A simulation model of the epidemiology of urban dengue fever: literature analysis, model development, preliminary validation, and samples of simulation results.

We have developed a pair of stochastic simulation models that describe the daily dynamics of dengue virus transmission in the urban environment. Our goal has been to construct comprehensive models that take into account the majority of factors known to influence dengue epidemiology. The models have an orientation toward site-specific data and are designed to be used by operational programs as well as researchers. The first model, the container-inhabiting mosquito simulation model (CIMSiM), a weather-driven dynamic life-table model of container-inhabiting mosquitoes such as Aedes aegypti, provides inputs to the tranmission model, the dengue simulation model (DENSiM); a description and validation of the entomology model was published previously. The basis of the transmission model is the simulation of a human population growing in response to country- and age-specific birth and death rates. An accounting of individual serologies is maintained by type of dengue virus, reflecting infection and birth to seropositive mothers. Daily estimates of adult mosquito survival, gonotrophic development, and the weight and number of emerging females from the CIMSiM are used to create the biting mosquito population in the DENSiM. The survival and emergence values determine the size of the population while the rate of gonotrophic development and female weight estimates influence biting frequency.
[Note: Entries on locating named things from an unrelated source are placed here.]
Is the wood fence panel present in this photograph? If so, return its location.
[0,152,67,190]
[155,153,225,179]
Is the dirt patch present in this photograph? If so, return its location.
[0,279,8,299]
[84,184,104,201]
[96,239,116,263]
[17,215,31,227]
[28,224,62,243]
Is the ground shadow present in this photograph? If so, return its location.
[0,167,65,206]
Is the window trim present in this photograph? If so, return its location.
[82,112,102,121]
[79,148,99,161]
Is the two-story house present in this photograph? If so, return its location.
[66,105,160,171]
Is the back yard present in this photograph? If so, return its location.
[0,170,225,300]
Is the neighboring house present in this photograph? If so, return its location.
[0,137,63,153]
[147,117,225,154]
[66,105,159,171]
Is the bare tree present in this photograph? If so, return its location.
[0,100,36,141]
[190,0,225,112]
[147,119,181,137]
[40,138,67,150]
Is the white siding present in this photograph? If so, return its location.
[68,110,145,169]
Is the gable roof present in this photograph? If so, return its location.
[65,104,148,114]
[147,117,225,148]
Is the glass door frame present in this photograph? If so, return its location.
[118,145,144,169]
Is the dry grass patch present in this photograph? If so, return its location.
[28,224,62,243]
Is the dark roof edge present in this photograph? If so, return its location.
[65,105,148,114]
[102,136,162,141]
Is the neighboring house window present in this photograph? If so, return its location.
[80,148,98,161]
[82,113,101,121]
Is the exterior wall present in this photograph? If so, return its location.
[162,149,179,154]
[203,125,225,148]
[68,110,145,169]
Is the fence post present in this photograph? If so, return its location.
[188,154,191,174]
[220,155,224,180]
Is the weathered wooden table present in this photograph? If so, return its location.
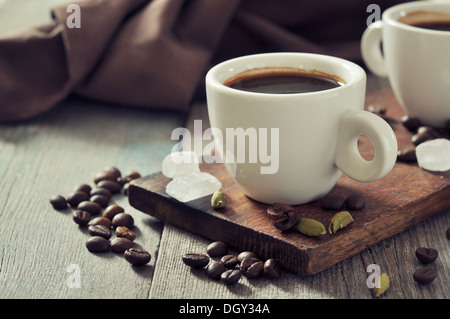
[0,1,450,299]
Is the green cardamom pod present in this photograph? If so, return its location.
[295,218,327,236]
[211,191,227,208]
[373,273,390,298]
[328,211,354,234]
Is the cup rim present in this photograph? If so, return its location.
[382,0,450,36]
[205,52,366,99]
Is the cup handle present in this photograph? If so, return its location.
[361,20,388,77]
[335,111,397,182]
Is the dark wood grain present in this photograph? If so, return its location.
[129,92,450,274]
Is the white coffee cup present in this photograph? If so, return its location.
[361,1,450,127]
[206,53,397,205]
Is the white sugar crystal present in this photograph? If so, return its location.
[416,138,450,172]
[166,172,222,203]
[161,152,200,178]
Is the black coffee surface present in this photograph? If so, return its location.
[414,22,450,31]
[228,74,340,94]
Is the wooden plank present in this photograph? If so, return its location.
[129,92,450,274]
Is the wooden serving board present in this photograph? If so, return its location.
[129,90,450,275]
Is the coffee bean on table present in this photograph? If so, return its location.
[220,269,242,285]
[123,248,152,266]
[94,171,116,184]
[206,241,228,257]
[263,258,281,279]
[111,237,133,253]
[240,258,264,279]
[67,191,89,207]
[86,236,109,253]
[116,226,136,241]
[88,225,112,239]
[89,195,109,207]
[182,253,209,268]
[72,209,91,226]
[74,184,92,195]
[90,187,111,200]
[206,260,227,279]
[320,193,345,210]
[50,195,68,210]
[77,200,102,215]
[97,179,122,194]
[416,247,438,264]
[103,166,122,180]
[220,255,239,269]
[89,217,112,228]
[238,251,257,262]
[413,266,437,285]
[112,213,134,228]
[102,204,125,220]
[397,147,417,163]
[345,192,366,210]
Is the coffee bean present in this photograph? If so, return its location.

Temperature and titer of virus in the human influences the extrinsic incubation period; titer may also influence the probability of transfer of virus from human to mosquito. The infection model within the DENSiM accounts for the development of virus within individuals and its passage between both populations. As in the case of the CIMSiM, the specific values used for any particular phenomenon are on menus where they can be readily changed. It is possible to simulate concurrent epidemics involving different serotypes. To provide a modicum of validation and to demonstrate the parameterization process for a specific location, we compare simulation results with reports on the nature of epidemics and seroprevalence of antibody in Honduras in low-lying coastal urbanizations and Tegucigalpa following the initial introduction of dengue-1 in 1978 into Central America. We conclude with some additional examples of simulation results to give an indication of the types of questions that can be investigated with the models.